In a lot of ways recovery was easier than I anticipated, the electric shocks I would get from my TN were basically gone but I wasn’t prepared for just how tired everything would make me and some of the things I’d have to work on mentally to adjust to being “healthy” when I’ve been used to being “sick” for nearly 8 years.
I took my first shower and then I slept for half the day. I have fibromyalgia and some of the restrictions to help my head heal caused severe painful flares. To help prevent a CSF (cerebrospinal fluid) in the first several weeks you aren’t allowed to bend over. I was home making pasta one day and spilled sauce on the floor…… I ended up throwing wet paper towel at it and then used my foot to tidy it up. I also had to sleep on a wedge for several weeks. That was probably the most uncomfortable I’ve ever been in a bed! It was worth it though. I healed well and within a few months I was starting to get a little bit of energy back and most of the surgical pain was gone. The TN shocks were also still gone. I am left with what feels like a sunburn on the left side of my face and almost a tickling of the skin that almost never goes away but taking away the awful waves of stabbing, piercing nerve pain has been a total game changer for me.

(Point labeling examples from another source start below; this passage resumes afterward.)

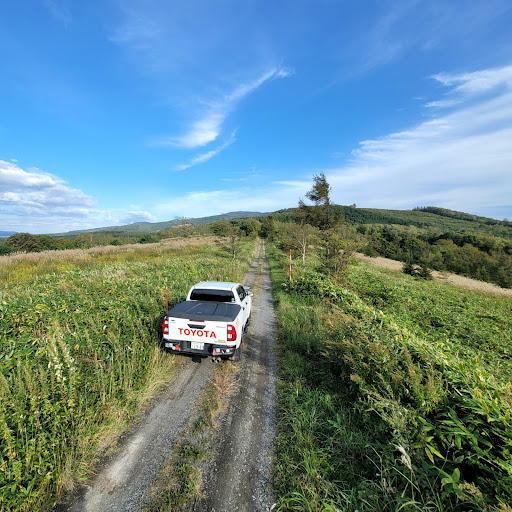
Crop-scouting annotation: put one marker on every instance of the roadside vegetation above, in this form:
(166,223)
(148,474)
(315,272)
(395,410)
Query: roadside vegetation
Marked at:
(395,393)
(80,354)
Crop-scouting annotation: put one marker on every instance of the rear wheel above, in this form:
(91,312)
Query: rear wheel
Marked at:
(237,356)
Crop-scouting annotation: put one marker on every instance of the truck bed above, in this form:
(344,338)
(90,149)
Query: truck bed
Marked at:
(198,310)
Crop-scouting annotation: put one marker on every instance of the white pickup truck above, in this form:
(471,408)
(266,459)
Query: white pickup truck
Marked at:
(211,322)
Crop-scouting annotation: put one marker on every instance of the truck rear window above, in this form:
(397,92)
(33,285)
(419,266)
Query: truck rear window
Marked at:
(212,295)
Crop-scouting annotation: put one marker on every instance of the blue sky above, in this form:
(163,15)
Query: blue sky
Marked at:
(121,111)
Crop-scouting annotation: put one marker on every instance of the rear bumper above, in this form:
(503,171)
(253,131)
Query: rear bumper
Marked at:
(208,349)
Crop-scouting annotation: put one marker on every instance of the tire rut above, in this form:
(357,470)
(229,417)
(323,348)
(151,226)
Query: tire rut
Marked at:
(125,478)
(238,476)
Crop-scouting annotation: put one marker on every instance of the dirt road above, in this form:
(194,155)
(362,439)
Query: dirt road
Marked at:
(237,477)
(238,471)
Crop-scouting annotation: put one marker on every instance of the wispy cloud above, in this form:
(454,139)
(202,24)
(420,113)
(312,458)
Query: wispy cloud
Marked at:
(204,157)
(460,160)
(59,10)
(208,127)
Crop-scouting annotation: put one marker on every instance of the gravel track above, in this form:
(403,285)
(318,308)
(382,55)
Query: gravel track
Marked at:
(122,483)
(238,476)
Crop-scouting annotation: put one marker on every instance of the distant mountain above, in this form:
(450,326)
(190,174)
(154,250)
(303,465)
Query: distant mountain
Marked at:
(150,227)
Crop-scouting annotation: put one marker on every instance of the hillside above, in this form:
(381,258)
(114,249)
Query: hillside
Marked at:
(153,227)
(438,219)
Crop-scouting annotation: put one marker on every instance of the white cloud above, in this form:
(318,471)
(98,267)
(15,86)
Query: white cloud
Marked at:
(204,157)
(37,189)
(461,160)
(208,127)
(131,217)
(273,196)
(39,202)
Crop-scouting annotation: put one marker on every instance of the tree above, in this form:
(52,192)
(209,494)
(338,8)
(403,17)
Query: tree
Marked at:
(298,238)
(321,214)
(268,229)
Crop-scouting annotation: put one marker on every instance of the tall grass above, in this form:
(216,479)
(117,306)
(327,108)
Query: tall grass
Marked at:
(388,400)
(80,354)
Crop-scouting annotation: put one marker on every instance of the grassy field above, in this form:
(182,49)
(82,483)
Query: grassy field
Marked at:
(80,354)
(395,394)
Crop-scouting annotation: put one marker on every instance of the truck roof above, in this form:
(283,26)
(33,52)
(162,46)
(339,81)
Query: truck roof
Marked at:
(216,285)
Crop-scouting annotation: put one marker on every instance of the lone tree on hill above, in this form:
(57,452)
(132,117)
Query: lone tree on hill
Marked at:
(337,252)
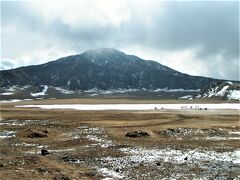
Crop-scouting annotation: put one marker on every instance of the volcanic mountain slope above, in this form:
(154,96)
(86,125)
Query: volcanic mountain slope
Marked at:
(102,69)
(226,90)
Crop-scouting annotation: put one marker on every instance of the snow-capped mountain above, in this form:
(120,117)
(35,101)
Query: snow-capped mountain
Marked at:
(223,89)
(103,69)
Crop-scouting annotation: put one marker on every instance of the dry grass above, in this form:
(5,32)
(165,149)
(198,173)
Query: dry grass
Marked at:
(17,163)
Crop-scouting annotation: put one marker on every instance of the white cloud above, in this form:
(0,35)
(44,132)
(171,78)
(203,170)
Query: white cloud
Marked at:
(176,34)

It’s been a crazy year and I can hardly believe the transformation. I’ve lost a good chunk of the med induced weight gain, I can go for drinks and dinner and come home tired, but without the searing nerve pain that would stab me relentlessly. I’ve slowly learned to be less cautious and anxious over any little twinge I get in my face – my nerves have comfy little Teflon pillows now! It’s been a huge adjustment to feel good. I still live in chronic pain that never stops and I have bad days and get occasional TN shocks on my non surgical side but for now they are few and far between and don’t seem to have regular triggers or come with the same intensity they did on my other side. For now, I’m just going to milk every moment that I can be relatively normal again. And enjoy every day that I am able to feel good. There’s no cure for TN so while I am doing better now, it is my hope that more will become educated and that we will be able to get help more easily in the future. No one should have to experience the kind of pain that TN causes, even my worst enemy.